Neural network architecture
Convolutional neural networks (CNNs) are the most common type of neural network used in the back-diffusion process for noise prediction. CNNs can record spatial hierarchies in images, making them ideal for image processing applications. Multiple convolutional layers, pooling layers, and activation functions can be used in the architecture to extract and learn complex features from noisy images. There are two common backbone architecture choices for back-diffusion models: U-Net and Transformer.
Training procedure
- Initialization: Set random weights at the beginning of the neural network.
- Forward pass: To get the predicted noise, feed the noisy image through the neural network for each training sample.
- Loss calculation: Determine the loss by comparing the expected and actual noise using the selected loss function (e.g., MSE).
- Back pass: Perform backpropagation to calculate the gradients of the loss with respect to the network weights.
- Weight Update: To minimize the loss, update the network weights using an optimization technique such as Adam or Stochastic Gradient Descent (SGD).

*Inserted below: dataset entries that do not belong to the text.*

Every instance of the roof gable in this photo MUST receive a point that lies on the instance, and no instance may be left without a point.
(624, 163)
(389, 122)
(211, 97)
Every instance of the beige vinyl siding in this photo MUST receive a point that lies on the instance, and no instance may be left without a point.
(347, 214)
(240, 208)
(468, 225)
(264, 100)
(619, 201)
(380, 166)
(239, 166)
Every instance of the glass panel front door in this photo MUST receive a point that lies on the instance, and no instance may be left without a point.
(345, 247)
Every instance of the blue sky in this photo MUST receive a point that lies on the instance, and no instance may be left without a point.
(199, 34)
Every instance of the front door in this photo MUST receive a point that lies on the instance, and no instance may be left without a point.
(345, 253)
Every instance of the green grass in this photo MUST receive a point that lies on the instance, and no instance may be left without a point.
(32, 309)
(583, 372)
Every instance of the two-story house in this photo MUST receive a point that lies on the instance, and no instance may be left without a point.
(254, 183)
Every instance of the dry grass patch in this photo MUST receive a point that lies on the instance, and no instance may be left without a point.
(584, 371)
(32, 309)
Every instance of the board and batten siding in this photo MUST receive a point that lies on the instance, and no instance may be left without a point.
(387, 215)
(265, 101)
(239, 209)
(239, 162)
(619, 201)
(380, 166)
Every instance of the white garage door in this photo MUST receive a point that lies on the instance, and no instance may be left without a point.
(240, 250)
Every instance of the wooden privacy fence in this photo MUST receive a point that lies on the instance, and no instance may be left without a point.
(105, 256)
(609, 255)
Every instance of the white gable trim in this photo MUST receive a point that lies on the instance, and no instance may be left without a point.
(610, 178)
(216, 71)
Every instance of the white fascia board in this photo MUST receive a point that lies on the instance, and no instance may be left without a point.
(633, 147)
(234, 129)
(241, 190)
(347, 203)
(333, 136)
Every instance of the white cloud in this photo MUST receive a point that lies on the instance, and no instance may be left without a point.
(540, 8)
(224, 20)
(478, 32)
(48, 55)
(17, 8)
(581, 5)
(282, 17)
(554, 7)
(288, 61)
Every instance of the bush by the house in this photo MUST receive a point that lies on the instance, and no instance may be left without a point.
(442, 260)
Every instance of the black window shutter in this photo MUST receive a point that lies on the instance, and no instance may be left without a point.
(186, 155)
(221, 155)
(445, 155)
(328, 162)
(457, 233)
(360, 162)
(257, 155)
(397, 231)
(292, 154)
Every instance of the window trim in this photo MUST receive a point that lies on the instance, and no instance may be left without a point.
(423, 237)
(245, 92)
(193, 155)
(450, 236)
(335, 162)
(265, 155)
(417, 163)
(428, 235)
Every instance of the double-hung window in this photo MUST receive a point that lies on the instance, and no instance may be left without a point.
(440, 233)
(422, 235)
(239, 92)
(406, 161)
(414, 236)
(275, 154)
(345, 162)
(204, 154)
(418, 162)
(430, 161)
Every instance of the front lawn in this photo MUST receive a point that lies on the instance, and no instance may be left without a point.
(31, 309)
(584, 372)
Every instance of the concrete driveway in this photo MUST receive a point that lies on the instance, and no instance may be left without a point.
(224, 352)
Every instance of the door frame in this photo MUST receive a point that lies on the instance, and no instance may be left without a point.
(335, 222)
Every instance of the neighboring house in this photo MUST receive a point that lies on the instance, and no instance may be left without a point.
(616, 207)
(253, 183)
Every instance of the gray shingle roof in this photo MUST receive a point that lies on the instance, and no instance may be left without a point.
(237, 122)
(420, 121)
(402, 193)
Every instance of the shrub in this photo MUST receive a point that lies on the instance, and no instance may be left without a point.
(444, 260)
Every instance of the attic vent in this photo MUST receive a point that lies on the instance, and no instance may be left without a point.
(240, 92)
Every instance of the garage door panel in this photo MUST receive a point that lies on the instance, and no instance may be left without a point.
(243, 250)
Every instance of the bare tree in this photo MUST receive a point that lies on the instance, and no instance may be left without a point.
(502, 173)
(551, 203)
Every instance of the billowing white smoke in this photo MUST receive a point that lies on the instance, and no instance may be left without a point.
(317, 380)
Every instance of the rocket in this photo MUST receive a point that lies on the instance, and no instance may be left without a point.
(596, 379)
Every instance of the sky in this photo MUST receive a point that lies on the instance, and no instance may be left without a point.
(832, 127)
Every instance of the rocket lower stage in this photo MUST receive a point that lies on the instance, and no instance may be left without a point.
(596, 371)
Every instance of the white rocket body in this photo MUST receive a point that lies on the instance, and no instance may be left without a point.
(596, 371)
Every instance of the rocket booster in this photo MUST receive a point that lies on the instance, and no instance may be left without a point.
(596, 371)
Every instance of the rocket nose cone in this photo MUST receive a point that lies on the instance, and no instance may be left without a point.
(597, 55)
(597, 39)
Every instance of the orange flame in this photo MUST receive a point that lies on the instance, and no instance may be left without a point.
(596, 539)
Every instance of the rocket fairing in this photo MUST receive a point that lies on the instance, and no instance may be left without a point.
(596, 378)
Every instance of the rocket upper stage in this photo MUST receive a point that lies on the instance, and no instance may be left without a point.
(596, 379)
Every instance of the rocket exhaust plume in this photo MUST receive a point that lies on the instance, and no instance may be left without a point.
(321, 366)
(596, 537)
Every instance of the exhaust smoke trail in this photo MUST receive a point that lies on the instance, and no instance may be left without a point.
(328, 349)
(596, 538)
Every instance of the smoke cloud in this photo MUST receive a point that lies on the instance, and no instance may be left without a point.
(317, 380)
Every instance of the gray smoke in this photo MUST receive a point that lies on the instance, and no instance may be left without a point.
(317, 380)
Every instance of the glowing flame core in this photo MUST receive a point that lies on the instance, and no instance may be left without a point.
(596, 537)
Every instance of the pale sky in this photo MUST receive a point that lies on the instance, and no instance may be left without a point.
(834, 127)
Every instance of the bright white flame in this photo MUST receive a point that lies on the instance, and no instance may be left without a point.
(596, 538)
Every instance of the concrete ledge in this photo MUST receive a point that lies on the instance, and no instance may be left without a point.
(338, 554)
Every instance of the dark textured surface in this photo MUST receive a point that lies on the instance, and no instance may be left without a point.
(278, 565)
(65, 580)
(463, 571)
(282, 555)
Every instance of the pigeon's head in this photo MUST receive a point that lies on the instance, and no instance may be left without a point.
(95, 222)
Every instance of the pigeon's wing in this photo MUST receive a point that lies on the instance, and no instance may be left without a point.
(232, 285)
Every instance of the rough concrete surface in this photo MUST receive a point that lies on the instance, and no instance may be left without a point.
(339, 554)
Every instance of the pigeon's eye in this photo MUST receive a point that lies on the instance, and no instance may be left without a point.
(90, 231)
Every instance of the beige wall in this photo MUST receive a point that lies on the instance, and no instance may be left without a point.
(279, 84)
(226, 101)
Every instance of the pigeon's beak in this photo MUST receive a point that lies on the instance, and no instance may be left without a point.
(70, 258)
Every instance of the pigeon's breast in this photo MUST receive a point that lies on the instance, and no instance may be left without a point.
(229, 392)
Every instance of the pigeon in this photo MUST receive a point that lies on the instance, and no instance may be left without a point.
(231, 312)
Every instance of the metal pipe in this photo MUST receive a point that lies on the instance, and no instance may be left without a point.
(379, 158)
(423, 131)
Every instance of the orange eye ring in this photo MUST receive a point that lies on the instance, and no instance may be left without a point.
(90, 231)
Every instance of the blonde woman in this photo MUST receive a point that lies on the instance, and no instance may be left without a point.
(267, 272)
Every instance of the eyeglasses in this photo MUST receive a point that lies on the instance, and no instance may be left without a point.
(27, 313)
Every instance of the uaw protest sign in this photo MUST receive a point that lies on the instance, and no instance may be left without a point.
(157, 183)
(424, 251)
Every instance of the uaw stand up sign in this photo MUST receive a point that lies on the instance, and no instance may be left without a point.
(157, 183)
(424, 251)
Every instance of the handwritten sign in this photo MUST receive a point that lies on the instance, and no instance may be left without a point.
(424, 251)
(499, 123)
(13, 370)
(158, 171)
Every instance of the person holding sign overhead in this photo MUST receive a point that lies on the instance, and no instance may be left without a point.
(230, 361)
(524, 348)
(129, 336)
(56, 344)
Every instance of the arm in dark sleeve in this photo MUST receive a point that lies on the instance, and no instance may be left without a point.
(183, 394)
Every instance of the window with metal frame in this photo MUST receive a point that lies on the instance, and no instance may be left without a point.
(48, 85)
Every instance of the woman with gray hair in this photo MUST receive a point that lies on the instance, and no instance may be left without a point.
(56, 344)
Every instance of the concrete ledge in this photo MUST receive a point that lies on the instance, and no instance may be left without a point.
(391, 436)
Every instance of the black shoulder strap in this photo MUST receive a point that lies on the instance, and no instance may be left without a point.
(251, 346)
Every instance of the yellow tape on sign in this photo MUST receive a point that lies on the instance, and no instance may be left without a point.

- Iteration: Until the model converges to an ideal set of weights, repeat the forward pass, loss calculation, backward pass, and weight update for several epochs.
Assessment
Model performance is evaluated after training using a different validation dataset that was not used for training. On this validation set, the model's accuracy in predicting noise is an indication of its generalization ability. Metrics such as mean square error (MSE), root mean square error (RMSE), mean absolute error (MAE), and R-squared (coefficient of determination) are often used.
Conclusion
Stable diffusion models are based on the processes of forward and reverse diffusion. These processes work together to gradually reduce noise in an image, ultimately producing high-quality results. This iterative refinement mechanism is based on solid mathematical foundations, making stable diffusion an effective tool in the field of generative models. As research in this area progresses, we can anticipate even more advanced applications and developments in this fascinating field.
Answer: In stable diffusion, the reverse diffusion process starts with a noisy image and gradually reduces the noise to produce a high-quality image. It is the opposite of the forward diffusion process, which gradually adds noise to an image.
Answer: The image that starts the process is noisy. A neural network calculates the amount of noise at each step, which is then inferred from the image. This iterative process of noise prediction and subtraction is carried out until a high-quality image is achieved.
Answer: The function of the neural network is to accurately predict the noise at each step of the back-diffusion process. This prediction is crucial to effectively remove noise and reconstruct the original image.
Answer: The model is trained using noisy image pairs and the corresponding noise is added during the forward diffusion process. The goal of training is to minimize the error between the predicted and actual noise using a loss function such as Mean Squared Error (MSE).